António Vitorino e Augusto Santos Silva, o primeiro há dias, o segundo hoje, anunciaram não irem avançar com uma candidatura presidencial. Se acaso o tivessem feito, seriam acusados de se terem colocado no "mercado" político de António José Seguro, que tem no terreno, desde há já algum tempo, uma candidatura própria. A desistência de ambos revelou um grande sentido de responsabilidade, procurando evitar a divisão da esquerda e do centro-esquerda.
À direita, "les jeux sont faits". Gouveia e Melo arrebanhará, com naturalidade, todo o eleitorado populista e de direita, moderada e extrema, ficando por definir o momento em que o voto do Chega se lhe colará. A vítima direta será o candidado oficial do PSD, Luís Marques Mendes, cujos votantes também parecem seduzidos, cada vez mais, a vogarem pelas águas do almirante.
À esquerda, não obstante toda a consideração pessoal e política que merece a figura de António Filipe, ficou hoje claro que o único candidato que se apresenta como um claro contraponto a Gouveia e Melo é António José Seguro.
Conheço António José Seguro há bastantes anos. Fomos colegas de governo, onde ele foi secretário de Estado e ministro, trabalhámos de perto quando liderou os socialistas no Parlamento Europeu, a seu convite colaborei na iniciativa "Novo Rumo", com a qual o Partido Socialista procurou desenhar, em tempos difíceis do governo de "coligação" PSD-Troika, uma alternativa ao "passismo".

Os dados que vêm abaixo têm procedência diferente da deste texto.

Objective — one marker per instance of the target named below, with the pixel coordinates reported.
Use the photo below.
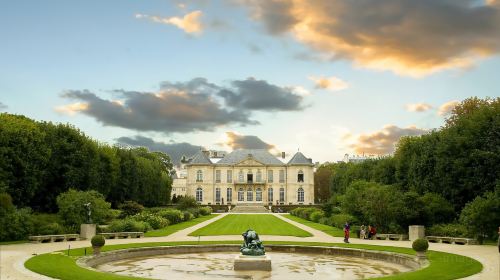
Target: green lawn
(263, 224)
(180, 226)
(442, 265)
(333, 231)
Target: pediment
(249, 162)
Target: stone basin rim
(91, 262)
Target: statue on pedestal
(252, 246)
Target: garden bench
(53, 238)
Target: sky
(324, 77)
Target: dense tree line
(430, 178)
(40, 160)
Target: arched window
(300, 176)
(199, 194)
(249, 194)
(240, 176)
(241, 194)
(258, 194)
(199, 176)
(270, 195)
(282, 194)
(258, 177)
(300, 195)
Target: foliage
(127, 225)
(173, 215)
(40, 160)
(98, 241)
(481, 217)
(186, 202)
(130, 208)
(420, 245)
(154, 220)
(73, 212)
(451, 230)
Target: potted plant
(97, 242)
(420, 246)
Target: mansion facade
(246, 177)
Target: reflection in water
(219, 266)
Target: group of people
(364, 233)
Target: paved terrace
(12, 257)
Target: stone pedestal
(415, 232)
(87, 231)
(262, 263)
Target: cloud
(166, 111)
(383, 142)
(447, 107)
(190, 23)
(418, 107)
(329, 83)
(195, 105)
(413, 38)
(252, 94)
(237, 141)
(174, 150)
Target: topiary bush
(420, 245)
(97, 241)
(173, 215)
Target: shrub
(97, 241)
(154, 220)
(128, 224)
(340, 219)
(420, 245)
(173, 215)
(130, 208)
(205, 210)
(73, 211)
(187, 202)
(317, 215)
(186, 216)
(451, 230)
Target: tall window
(229, 195)
(241, 194)
(282, 176)
(217, 194)
(240, 176)
(300, 195)
(282, 194)
(199, 194)
(300, 176)
(199, 176)
(217, 176)
(258, 194)
(249, 194)
(258, 177)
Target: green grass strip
(264, 224)
(333, 231)
(442, 265)
(168, 230)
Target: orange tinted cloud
(408, 37)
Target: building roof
(259, 155)
(200, 158)
(300, 159)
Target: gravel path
(12, 257)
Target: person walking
(347, 229)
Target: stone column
(87, 231)
(415, 232)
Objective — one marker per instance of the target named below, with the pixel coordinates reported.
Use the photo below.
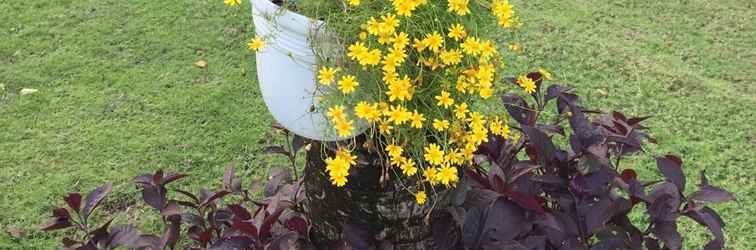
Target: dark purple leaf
(478, 178)
(297, 224)
(538, 79)
(598, 213)
(551, 128)
(199, 235)
(664, 202)
(171, 233)
(94, 198)
(240, 212)
(473, 228)
(74, 201)
(278, 177)
(709, 218)
(518, 108)
(444, 232)
(526, 201)
(157, 178)
(245, 227)
(651, 243)
(285, 241)
(592, 184)
(172, 177)
(187, 194)
(671, 167)
(541, 142)
(555, 91)
(613, 242)
(170, 209)
(154, 195)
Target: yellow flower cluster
(232, 2)
(338, 166)
(342, 124)
(419, 91)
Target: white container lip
(286, 70)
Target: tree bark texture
(389, 214)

Em 2011, Seguro foi herdeiro de um partido que fora copiosamente derrotado nas eleições, depois de ter assinado o "memorando de entendimento" a que o colapso financeiro tinha forçado a gestão de José Sócrates. Ao seu lado, se a expressão se deve aqui utilizar sem ironia, Seguro teve um grupo parlamentar desenhado pelo seu derrotado antecessor, e que nunca lhe facilitou a vida.
Com a passagem do tempo e com o surgimento de resultados políticos tidos por insuficientes, o seu difícil papel começou a ser contestado dentro do PS. Uma pulsão em favor de António Costa foi crescentemente tomando conta do partido. Em face dessa pressão e do desafio de Costa, António José Seguro tomou a corajosa decisão de organizar uma votação, aberta a simpatizantes, para um tira-teimas em termos do nome do futuro líder.
A resposta dos votantes foi a escolha de António Costa. Seguro abandonou, com dignidade, a liderança, remetendo-se ao silêncio a partir de então. Antes disso, porém, cometeu, a meu ver, um erro grave: nos debates públicos com António Costa utilizou uma linguagem confrontacional que se afastou radicalmente da serenidade da imagem que era a sua. Não havia necessidade - e muitos de nós dissemos-lhe então isso, com a frontalidade que se deve aos próximos. A meu ver, esse foi o seu único mas grande erro.
António José Seguro esteve por uma década num quase silêncio. Afastou-se da política ativa e dedicou- se so ensino. Aos 63 anos, ao aproximar-se a mudança de ciclo em Belém, decidiu, com toda a legitimidade, ensaiar um regresso à vida pública, apresentando-se como candidato presidencial.
Não começou por assegurar a unanimidade dentro do Partido Socialista, bem como de pessoas próximas do partido, como foi o meu caso. Há meses, deixei aqui claro que a minha primeira opção ia, preferencialmente, para outras hipóteses. Contudo, não se tendo qualquer dessas candidaturas concretizado, não tenho hoje a menor dúvida em afirmar que o meu voto, em janeiro de 2026, irá para António José Seguro. E, com toda a liberdade de quem já não é militante, ouso esperar que o Partido Socialista se una em torno da sua candidatura. Vir a ter um Belém um comprovado democrata, uma personalidade equilibrada, íntegra, com forte e comprovada experiência, nacional e europeia, com uma incontestada capacidade de diálogo e bom conhecimento dos mecanismos políticos do Estado, é algo em que vale a pena apostar.